🌿🌿🌿🌿🌿🌿🌿🌿🌿🌿🌿🌿🌿🌿🌿
Medyadaki müzikle dinleyin isterseniz...
🌿🌿🌿🌿🌿🌿🌿🌿🌿🌿🌿🌿🌿🌿🌿
Arkadaşlar rica etsem satır aralarında duygu ve düşüncelerinizi bildirseniz...
🤗🤗🤗Beğeni ve yorumlarda yeni yeni isimler görüyorum ve mutlu oluyorum.
Arkadaşlar bir ses verin de yorumlarla bari tanışalım. Zaten eski okuyucularımın hepsini tanıyorum...
Sizlerle de tanışalım...☺🤗Arkadaşlar çok güzel yorumlar yapmışsınız ama bir çoğuna dönemiyorum bazen😔😔 Çünkü nedense intenet çok az çekiyor ve yazdığım yorumlar ya gitmiyor ya da bir yorumun gitmesi bir sürü vakit alıyor. Bölümü bile zar zor yüklüyorum bu aralar...😔😔
Ama düzelir düzelmez dönüş yaparım inşallah...

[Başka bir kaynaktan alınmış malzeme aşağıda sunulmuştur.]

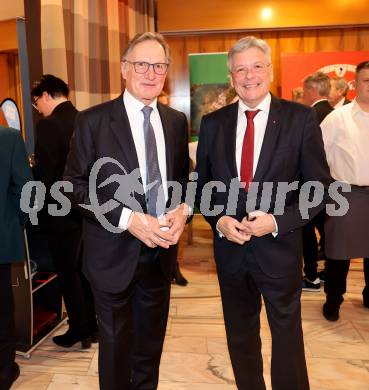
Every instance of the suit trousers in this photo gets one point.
(241, 297)
(7, 326)
(310, 245)
(64, 248)
(132, 326)
(336, 280)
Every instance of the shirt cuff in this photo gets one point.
(275, 233)
(220, 234)
(124, 218)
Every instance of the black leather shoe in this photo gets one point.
(68, 339)
(95, 336)
(178, 277)
(330, 312)
(7, 382)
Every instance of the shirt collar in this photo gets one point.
(264, 105)
(357, 109)
(318, 101)
(134, 104)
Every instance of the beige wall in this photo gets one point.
(197, 15)
(10, 9)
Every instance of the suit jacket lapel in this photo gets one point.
(120, 126)
(169, 139)
(230, 132)
(270, 138)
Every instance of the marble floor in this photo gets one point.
(195, 353)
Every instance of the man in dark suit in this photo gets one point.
(53, 134)
(317, 88)
(258, 247)
(14, 174)
(139, 145)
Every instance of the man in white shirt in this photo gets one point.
(346, 141)
(144, 144)
(337, 95)
(316, 91)
(256, 142)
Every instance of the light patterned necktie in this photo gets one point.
(154, 189)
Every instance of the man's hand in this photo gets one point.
(151, 231)
(233, 230)
(177, 219)
(259, 224)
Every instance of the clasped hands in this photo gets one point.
(162, 231)
(257, 224)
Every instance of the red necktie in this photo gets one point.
(247, 159)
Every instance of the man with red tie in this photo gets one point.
(260, 141)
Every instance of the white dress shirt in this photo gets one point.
(346, 142)
(136, 118)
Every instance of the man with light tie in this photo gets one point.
(346, 141)
(260, 139)
(130, 272)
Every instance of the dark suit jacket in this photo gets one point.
(322, 109)
(14, 174)
(53, 135)
(292, 150)
(110, 259)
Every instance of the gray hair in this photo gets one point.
(147, 36)
(320, 81)
(341, 83)
(247, 43)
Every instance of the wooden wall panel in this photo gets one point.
(295, 41)
(8, 35)
(211, 15)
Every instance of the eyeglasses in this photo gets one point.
(142, 67)
(258, 68)
(34, 104)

Eksik etmeyin o güzel görüşlerinizi 💖🌺🌺🌺🌺🌺🌺🌺🌺🌺🌺🌺🌺🌺🌺🌺
Cihangir Bey beni tekrar sofraya çağırınca çekindiğimi farkedip, gülümseyerek ayağa kalktı.

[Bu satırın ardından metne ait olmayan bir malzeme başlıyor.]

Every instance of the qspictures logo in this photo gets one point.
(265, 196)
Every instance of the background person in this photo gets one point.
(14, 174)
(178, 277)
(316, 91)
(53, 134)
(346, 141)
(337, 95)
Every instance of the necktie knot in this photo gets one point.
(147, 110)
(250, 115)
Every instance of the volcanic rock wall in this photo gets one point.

" Ne yaparsın işte, benim karım da böyle çekingen... Yeni evli olunca utandı sizin yanınızda yanıma oturmaya..." diyerek ayağa kalkıp elimi tuttu ve sol tarafında ki sandalyenin olduğu yere götürerek sandalyeyi çekip " otursana Hicran!" dedi gözlerimin içine yoğun bir şekilde bakarak yine gülümsedi.Şaşkındım hemde çok. Ama içimde de daha önce hiç hissetmediğim ve bana çok yabancı, ılık ılık, efir efir esen hafif rüzgarlı bir ilk bahar sıcaklığı vardı...Sanki kışın ölen doğanın yeniden yeşerdiğini hissettiren ilk bahar kokusunu ve esintisini hissediyordum. Ya da ilk baharın son günlerinde olduğumuz için böyle hissediyordum. Birde sanki içimde kelebekler uçuşup duruyordu.

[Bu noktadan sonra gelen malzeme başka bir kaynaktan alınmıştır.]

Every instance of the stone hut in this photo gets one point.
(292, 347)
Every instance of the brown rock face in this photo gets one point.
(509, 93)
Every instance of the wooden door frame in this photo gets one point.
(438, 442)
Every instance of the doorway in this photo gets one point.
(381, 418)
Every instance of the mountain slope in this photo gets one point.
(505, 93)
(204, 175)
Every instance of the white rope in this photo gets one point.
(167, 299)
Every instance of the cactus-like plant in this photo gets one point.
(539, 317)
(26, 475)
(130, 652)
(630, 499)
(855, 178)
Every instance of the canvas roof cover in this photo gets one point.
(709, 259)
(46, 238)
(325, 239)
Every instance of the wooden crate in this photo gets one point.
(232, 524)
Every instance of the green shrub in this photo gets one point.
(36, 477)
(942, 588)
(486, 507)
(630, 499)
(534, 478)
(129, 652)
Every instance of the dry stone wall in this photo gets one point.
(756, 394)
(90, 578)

Ve neden böyle hissettiğimi bilemiyordum ve çok korkuyordum bu bana yabancı histen...Benim yine donup kaldığımı fark eden Cihangir bey " otursana Hicran!" dedi tekrardan.
Bu Cihangir bey daima beni şaşırtmayı başarıyordu. Şöyle gören birisi sanki yıllardır bana aşık ve benimle yana, yakıla evlendi sanırdı...Tıpkı öyleydi bakışları.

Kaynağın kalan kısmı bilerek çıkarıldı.